The signature will only attest authenticity and integrity of the document. If it is vital for your application to be able to tell that the signed document received is actually the one that was expected, then I'd advise you to do the following:
Create the PDF on the server
Create a hash of the document (same algorithm that will be used by the signature applet)
Send the PDF to the client
Let the client sign it and send it back
Compare the client's hash with the one previously computed on the server
Validate the signature
Validating the signature will ensure integrity and authenticity, comparing the hashes will guarantee you that the signed document you received on the server is indeed a signed version of the original document previously created.
Concerning timestamps using local clocks: they're worthless, it's very easy to cheat. What you actually should use there is RFC 3161-compliant cryptographically secured timestamps, issued by a trusted third party.
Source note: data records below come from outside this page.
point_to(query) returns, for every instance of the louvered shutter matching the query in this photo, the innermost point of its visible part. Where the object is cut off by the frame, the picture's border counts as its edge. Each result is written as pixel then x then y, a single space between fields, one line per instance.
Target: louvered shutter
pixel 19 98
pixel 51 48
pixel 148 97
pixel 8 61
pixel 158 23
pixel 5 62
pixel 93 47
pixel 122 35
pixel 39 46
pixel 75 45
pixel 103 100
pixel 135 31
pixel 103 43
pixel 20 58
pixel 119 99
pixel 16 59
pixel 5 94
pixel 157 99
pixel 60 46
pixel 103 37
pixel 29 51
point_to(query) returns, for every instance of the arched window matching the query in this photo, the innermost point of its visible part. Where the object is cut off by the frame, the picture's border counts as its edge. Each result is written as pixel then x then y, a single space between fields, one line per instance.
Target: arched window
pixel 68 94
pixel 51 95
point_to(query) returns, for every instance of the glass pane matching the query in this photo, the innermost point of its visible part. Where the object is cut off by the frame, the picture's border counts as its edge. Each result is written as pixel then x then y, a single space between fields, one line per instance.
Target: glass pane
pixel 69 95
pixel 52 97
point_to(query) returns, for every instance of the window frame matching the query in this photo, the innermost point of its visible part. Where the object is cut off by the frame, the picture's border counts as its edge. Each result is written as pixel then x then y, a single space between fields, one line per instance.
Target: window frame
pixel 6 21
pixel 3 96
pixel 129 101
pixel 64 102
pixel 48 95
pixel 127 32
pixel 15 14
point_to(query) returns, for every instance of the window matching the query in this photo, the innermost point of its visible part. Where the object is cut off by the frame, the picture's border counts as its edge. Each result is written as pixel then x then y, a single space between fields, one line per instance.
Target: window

Currently that's the only reliable way to include the notion of time in PDF signatures. There's also built-in support for this in Adobe Reader for example. As these services are generally not available for free, it would make sense to add such a timestamp on the server after receiving the signed document. They are added as an unsigned attribute to the CMS (Adobe still speaks of PKCS7) signature, so it won't break the signature and can safely be added after signature creation.
Okay, let's try to answer your question (as I understand it).
You have some software which uses some private key (and a clock) to add a signature to a file.
This signature is depending on the contents of the file, and thus makes sure that the signer knew (or could have known) the contents of the file at the time it signed it. (There are some ways to have "blind signatures", but I assume this is not the case here.)
Uploading the signed file anywhere does not change anything here.
About the timestamp: The key holder can put in any timestamp it wants - so this only helps if you want to prove knowledge of the document at some point in time against the key holder, not if you are the key holder and want to prove that you signed at some point in time and not earlier or later. (Also, are you sure his clock is not skewed?)
About whether this is legally relevant, you will have to ask your lawyer. It might depend on
the jurisdiction in which the signature happened, and the one in which you want the signed document to be valid
whether the owner of the key had a chance to actually read the document before signing
whether the owner of the key had actually a choice of signing or not.
If you use some applet or ActiveX control in the user's browser, I would not be totally sure that the last two points really hold.